Polícia Federal amplia investigação sobre o Banco Master e mira figuras-chave do mercado financeiro

A Polícia Federal intensificou, nas últimas semanas, o cerco a empresários e executivos ligados ao Banco Master, controlado pelo banqueiro Daniel Bueno Vorcaro. A investigação, que se desdobra em múltiplas frentes, já alcançou diferentes personagens do setor financeiro e empresarial, gerando expectativa sobre um possível alcance ao universo político.

No epicentro do caso está Daniel Vorcaro, apontado como líder de uma organização criminosa que teria agido contra o Sistema Financeiro Nacional. Em novembro, ele foi preso durante a primeira fase da Operação Compliance Zero, que apura a suposta venda de carteiras de crédito falsas ao Banco de Brasília (BRB) em 2025, em uma transação que envolveria R$ 12,2 bilhões. Sua defesa nega irregularidades e afirma que as tratativas com o BRB não passaram de um estágio preliminar.

A partir de janeiro, a investigação ganhou novos contornos. A segunda fase da operação, deflagrada em 14 de janeiro, mirou nomes próximos a Vorcaro, incluindo seu cunhado, o pastor e empresário Fabiano Campos Zettel, e o conhecido operador financeiro Nelson Tanure. Ambos foram alvos de mandados. Outra figura alcançada foi João Carlos Mansur, fundador da Reag Investimentos (agora CBSF), alvo de buscas.

Enquanto isso, cálculos preliminares indicam que a quebra do Banco Master e do Will Bank, vinculados ao conglomerado de Vorcaro, pode ter um impacto de R$ 47 bilhões no mercado financeiro brasileiro.
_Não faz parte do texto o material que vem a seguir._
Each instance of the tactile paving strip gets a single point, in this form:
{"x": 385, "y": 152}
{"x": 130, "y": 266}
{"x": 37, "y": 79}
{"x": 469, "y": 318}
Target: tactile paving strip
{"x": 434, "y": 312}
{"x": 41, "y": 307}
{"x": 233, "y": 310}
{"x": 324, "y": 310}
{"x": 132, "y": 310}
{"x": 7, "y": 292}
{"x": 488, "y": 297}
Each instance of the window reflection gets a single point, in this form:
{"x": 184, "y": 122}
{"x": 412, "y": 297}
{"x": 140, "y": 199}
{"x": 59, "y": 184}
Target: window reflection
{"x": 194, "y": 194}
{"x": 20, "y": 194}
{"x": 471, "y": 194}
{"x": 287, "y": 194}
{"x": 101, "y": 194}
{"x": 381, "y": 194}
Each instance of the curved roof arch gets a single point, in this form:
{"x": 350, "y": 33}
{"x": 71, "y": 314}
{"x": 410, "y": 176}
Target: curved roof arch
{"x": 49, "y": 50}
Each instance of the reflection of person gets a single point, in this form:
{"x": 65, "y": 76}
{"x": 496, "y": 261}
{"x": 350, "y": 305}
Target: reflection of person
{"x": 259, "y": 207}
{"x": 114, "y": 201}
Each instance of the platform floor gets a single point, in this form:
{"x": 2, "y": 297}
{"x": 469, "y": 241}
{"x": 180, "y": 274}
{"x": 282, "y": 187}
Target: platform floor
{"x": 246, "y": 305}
Os principais investigados

Daniel Bueno Vorcaro

Controlador do Banco Master, Vorcaro, de 42 anos, foi preso em novembro e solto dias depois usando tornozeleira eletrônica. A PF o aponta como líder de uma organização que teria vendido carteiras de crédito falsas ao BRB. Sua defesa reitera a inocência e afirma que a estratégia de crescimento do banco, baseada em captação via CDBs com alta rentabilidade e cobertos pelo Fundo Garantidor de Créditos (FGC), era lícita e conhecida do mercado. Vorcaro é conhecido por seu estilo de vida luxuoso e por manter trânsito em círculos políticos e jurídicos de Brasília.

Fabiano Campos Zettel

Cunhado de Vorcaro, Zettel, de 50 anos, é empresário e pastor evangélico. Foi preso em janeiro no Aeroporto de Guarulhos quando tentava embarcar para os Emirados Árabes Unidos, sendo solto no mesmo dia. Ganhou notoriedade em 2022 como um dos maiores doadores das campanhas de Jair Bolsonaro e Tarcísio de Freitas. Sua assessoria afirma que suas atividades empresariais são lícitas e sem relação com a gestão do Banco Master.

João Carlos Mansur

Fundador da Reag Investimentos, Mansur foi alvo de buscas em janeiro. A empresa, liquidada pelo Banco Central logo após as buscas, é suspeita de usar seus fundos para cometer fraudes em benefício do grupo Master, com indícios de lavagem de dinheiro. Mansur também foi investigado na Operação Quasar, que apura ramificações do PCC no mercado clandestino de combustíveis. A Reag, em nota pública, repudia alegações de envolvimento em atos ilícitos.

Nelson Tanure

Um dos operadores financeiros mais conhecidos do Brasil, Tanure, de 74 anos, foi alvo de mandados de busca. A PF o apontou como “sócio-oculto” dos negócios de Vorcaro. Seus advogados publicaram uma carta negando qualquer vínculo societário, direto ou indireto, com o extinto Banco Master.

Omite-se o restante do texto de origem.